Egan dan keiko berjalan menghampiri petugas yang memang sedang menanyai dan mencatat semua informasi yang di berikan oleh laki-laki itu, sementara di sebelahnya ada seorang petugas kesehatan dari kepolisian yang sedang mengecek kondisinya karena laki-laki itu mengeluh lemas setelah menemukan mayat tersebut.

“Egan Kusuma, dari kepolisan. Ini rekan saya, Keiko Bimala,” Egan memperkenalkan diri.

“Arya Aditya,” laki-laki itu memperkenalkan diri sambil mengulurkan tangannya kepada Egan dan Keiko lalu disambut keduanya.

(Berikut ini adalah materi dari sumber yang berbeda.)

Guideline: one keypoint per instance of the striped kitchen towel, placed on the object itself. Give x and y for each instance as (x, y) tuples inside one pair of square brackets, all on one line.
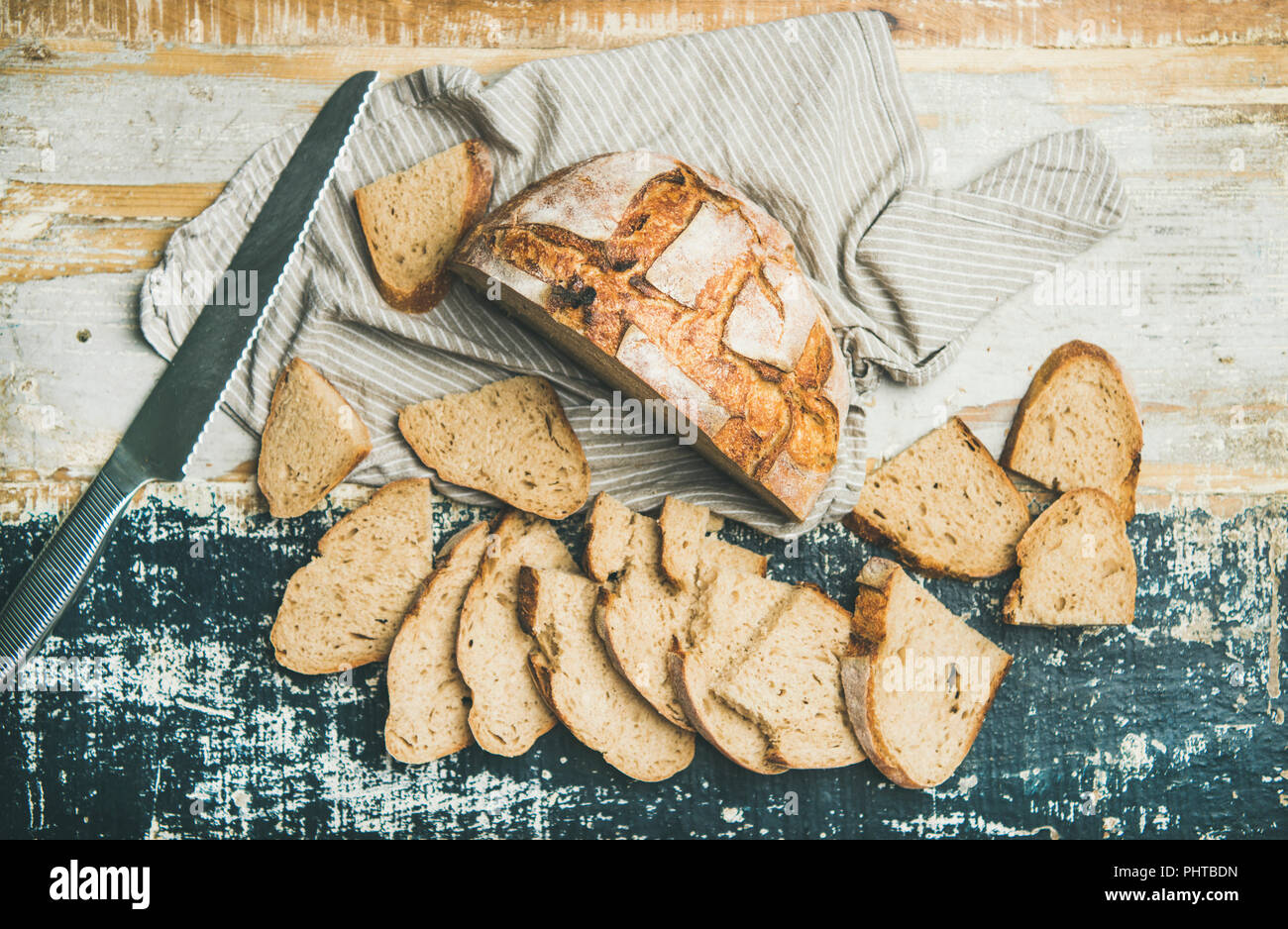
[(806, 116)]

“Apa yang sedang anda lakukan pagi-pagi sekali di tempat seperti ini?“ tanya Egan.

“Saya hanya berniat untuk menghirup udara segar pagi ini, dan menurut saya bukit adalah tempat yang paling cocok.“

“Mencari udara segar sampai ke dalam ilalang?“ tanya Egan lagi.

“Tunggu, tunggu. Apakah kalian mencurugai saya?“ ujar Arya, tidak terima.

“Kami sebagai penyelidik, harus mempertimbangkan segala kemungkinan,” balas Egan enteng.

“Kalau saya pelakunya, untuk apa saya melaporkan penemuan saya ini? saya aja gemetarnya sampai sekarang ini, merasa kengerian yang teramat,” Arya memberikan keterangan.

“Tolong jawab saja pertanyaan rekan saya tadi pak,” Keiko menyela.

“Saya tak mau menjawab pertanyaan itu!“ Arya membuang mukanya.

“Kalau begitu, anda harus ikut kami sekarang juga ke kantor polisi, karena sudah mempersulit penyelidikan dan berusaha menutupi fakta-fakta yang ada. Saya rasa anda bisa langsung kami kenakan pasal—,” Egan mengeretak.

“Tidak perlu, tanyakan saja apa pun yang kalian ingin tahu dari saya, di sini,” Nyali Arya menciut seketika.

“Kita ulang dari pertama, oke?“ Egan meminta persetujuan dan Arya menganggukan kepalanya pelan tanda setuju.

“Kenapa anda sampai menyingkap ilalang yang posisinya jauh sekali dari jalan setapak, yang biasa dilalu oleh warga desa?“ tanya Egan.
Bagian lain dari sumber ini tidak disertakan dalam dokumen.